20 September 2021

This will kick your tail.

Hashing

A hash function is a function whose domain is some type of object and whose codomain is the integers. Within the lifetime of a given program, a hash function is a mathematical function. Generally, hash functions are defined in terms of object state. As a result, only immutible objects are hashable.

Hashability Hashing is a technique that allows for the rapid retrieval of data from sets and dictionaries. Hashing breaks a set into "buckets"; deterining the bucket to look in involves calling a hash function on an object. This is a quick operation. These buckets are maintained by an object called a hash table.

When the hash table becomes too crowded, it is enlarged and all objects are rehashed and placed into the newer larger table.

Here is a good way to think of a hash table. It is a giant array of memory, say of size M. When an object is to be inserted in this table, we mod by M to get result loc and place that object in a list that lives at entry loc. When the table crowds, the lists get too long and efficiency is lost. At that time, rehashing occurs.
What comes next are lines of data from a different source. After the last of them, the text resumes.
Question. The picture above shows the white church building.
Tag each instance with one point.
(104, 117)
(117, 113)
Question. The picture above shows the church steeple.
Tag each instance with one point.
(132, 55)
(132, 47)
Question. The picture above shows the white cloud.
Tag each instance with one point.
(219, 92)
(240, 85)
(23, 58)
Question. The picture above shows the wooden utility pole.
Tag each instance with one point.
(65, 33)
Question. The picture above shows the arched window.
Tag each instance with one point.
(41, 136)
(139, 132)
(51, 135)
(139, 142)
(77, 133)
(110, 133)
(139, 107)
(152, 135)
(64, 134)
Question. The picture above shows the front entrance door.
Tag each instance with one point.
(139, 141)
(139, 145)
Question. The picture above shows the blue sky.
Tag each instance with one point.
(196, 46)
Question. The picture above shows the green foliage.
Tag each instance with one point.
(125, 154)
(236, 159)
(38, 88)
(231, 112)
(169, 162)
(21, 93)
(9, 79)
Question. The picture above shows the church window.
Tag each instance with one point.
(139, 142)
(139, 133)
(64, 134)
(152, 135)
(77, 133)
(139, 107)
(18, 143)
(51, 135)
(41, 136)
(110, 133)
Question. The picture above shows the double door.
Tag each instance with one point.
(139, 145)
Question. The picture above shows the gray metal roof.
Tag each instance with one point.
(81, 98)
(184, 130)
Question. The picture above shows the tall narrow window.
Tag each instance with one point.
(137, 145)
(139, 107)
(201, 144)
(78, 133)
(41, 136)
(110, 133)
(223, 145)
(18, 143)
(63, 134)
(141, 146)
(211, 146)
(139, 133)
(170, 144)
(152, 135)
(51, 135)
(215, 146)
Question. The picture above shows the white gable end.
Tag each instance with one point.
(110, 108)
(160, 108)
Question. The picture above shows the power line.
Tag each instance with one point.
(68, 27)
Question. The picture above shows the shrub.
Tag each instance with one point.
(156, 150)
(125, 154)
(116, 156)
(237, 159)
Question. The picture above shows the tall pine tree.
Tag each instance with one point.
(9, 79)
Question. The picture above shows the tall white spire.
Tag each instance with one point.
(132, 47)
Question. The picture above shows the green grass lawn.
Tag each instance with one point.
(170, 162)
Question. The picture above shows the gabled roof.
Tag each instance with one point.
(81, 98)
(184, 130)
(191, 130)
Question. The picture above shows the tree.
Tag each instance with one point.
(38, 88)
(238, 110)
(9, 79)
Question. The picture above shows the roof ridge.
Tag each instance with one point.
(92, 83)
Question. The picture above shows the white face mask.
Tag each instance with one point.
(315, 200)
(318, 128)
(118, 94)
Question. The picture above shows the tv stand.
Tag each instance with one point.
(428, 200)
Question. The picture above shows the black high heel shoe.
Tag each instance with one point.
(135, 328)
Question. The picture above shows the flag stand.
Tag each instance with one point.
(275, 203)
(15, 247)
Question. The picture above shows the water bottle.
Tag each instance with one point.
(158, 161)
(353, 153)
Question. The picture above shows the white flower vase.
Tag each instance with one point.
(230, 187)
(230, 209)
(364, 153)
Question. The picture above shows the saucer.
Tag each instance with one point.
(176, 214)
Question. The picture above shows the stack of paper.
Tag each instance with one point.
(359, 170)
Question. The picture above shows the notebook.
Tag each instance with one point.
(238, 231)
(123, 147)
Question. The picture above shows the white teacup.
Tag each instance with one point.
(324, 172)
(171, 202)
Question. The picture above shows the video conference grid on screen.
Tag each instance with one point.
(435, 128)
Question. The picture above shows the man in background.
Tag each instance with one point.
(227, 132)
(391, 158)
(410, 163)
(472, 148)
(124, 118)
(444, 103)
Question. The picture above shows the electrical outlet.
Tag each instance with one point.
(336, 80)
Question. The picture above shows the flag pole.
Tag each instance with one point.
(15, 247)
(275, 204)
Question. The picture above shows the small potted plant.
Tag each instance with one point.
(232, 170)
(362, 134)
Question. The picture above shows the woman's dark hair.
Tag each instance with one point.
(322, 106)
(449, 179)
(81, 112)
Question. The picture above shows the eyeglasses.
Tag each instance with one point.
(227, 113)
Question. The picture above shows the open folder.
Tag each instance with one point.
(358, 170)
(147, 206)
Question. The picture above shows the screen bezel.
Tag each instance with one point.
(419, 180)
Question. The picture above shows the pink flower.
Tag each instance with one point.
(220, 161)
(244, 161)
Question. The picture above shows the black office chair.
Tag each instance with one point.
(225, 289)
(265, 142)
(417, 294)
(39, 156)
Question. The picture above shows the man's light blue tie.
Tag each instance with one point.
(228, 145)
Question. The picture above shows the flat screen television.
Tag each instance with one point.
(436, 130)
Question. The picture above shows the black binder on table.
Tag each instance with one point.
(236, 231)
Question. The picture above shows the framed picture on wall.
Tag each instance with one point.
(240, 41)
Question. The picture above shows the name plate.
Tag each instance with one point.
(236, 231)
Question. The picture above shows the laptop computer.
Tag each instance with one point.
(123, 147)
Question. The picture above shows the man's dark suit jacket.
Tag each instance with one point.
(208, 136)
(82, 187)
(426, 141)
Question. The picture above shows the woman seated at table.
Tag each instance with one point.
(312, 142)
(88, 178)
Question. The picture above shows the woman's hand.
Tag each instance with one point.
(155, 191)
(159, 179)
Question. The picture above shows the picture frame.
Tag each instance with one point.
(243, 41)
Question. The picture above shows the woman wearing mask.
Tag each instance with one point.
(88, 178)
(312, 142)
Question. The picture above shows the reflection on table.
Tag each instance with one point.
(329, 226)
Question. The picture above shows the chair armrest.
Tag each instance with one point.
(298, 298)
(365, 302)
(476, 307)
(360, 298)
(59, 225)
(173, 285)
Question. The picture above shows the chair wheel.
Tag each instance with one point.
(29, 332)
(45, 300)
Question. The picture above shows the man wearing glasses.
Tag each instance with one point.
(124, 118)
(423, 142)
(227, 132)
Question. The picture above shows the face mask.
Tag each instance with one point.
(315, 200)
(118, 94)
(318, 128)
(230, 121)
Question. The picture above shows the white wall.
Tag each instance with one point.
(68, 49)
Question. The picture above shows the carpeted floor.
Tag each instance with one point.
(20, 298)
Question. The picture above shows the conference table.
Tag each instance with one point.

Mutable objects are not hashable because hash functions depend on object state and the must be mathematical functions, and therefore be consistent.

Sets and Dictionaries

Today you will meet two new data structures, both of which are iterables. A set is an unordered data structure containing no duplicates. A dictionary is an associative array that maintains paired objects. Both are hashed data structures, in that they only admit the insertion of hashable objects.